Afgesproken is dat de Commissie maandelijks wordt geïnformeerd over de voortgang van de fosfaatreductie. Ook zullen verschillende onderdelen van het maatregelenpakket extra worden geborgd via een ministeriële regeling. Het maatregelenpakket dat voorziet in een reductie van 8,2 miljoen kilo fosfaat, bestaat uit drie onderdelen:
Het fosforgehalte in mengvoer wordt verlaagd waardoor ook het fosfaatgehalte in mest afneemt. Deze maatregel moet in 2017 leiden tot een daling van de fosfaatproductie met 1,7 miljoen kilogram. De maatregel wordt geheel door private partijen uitgevoerd.

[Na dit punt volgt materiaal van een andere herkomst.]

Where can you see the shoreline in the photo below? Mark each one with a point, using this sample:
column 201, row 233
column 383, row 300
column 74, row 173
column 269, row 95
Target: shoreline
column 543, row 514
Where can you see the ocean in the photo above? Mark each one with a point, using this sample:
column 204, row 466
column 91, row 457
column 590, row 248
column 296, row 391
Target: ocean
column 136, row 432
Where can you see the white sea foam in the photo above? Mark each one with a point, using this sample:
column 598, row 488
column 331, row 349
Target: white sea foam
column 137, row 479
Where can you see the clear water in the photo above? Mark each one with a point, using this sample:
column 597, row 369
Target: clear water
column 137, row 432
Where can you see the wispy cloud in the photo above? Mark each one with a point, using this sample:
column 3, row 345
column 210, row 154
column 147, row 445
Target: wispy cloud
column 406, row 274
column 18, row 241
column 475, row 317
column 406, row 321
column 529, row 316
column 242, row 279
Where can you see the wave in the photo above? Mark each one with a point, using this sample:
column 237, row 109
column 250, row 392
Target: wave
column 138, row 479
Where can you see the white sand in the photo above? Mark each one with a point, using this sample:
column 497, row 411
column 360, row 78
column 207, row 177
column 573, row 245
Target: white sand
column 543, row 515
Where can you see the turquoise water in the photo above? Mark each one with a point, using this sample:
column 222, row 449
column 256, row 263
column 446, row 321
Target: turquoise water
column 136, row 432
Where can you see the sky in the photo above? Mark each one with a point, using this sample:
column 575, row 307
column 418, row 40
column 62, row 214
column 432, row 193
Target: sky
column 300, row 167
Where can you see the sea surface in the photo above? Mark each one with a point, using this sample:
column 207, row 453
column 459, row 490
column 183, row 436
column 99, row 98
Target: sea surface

Wel bereidt staatssecretaris Van Dam een ministeriële regeling voor in het geval de maatregel in de eerste drie maanden minder dan 20 procent van de beoogde doelstelling heeft opgeleverd.
Vanaf 1 maart wordt de melkveestapel stapsgewijs verkleind. Op bedrijfsniveau moet de veestapel worden teruggebracht tot het niveau van 2 juli 2015 minus 4 procent. Grondgebonden bedrijven zijn uitgezonderd van deze korting van 4 procent. Bedrijven die daar niet aan voldoen betalen een heffing. Uit de heffingsinkomsten wordt een bonus uitgekeerd aan ondernemers die hun melkveestapel reduceren tot onder het niveau van 2 juli 2015. Deze maatregel, die 4 miljoen kilo fosfaatreductie moet opleveren, wordt vastgelegd in een ministeriële regeling.
Melkveehouders die in 2017 al hun melkvee wegdoen, komen in aanmerking voor een premie. Hiervoor wordt een subsidieregeling opengesteld in meerdere tranches. De hoogte van de premie is degressief, omdat deelname aan een latere tranche een kortere leegstandsperiode betekent in 2017. Voor deze subsidieregeling is in totaal € 50 miljoen beschikbaar, waarvan de helft door de zuivelsector wordt gefinancierd.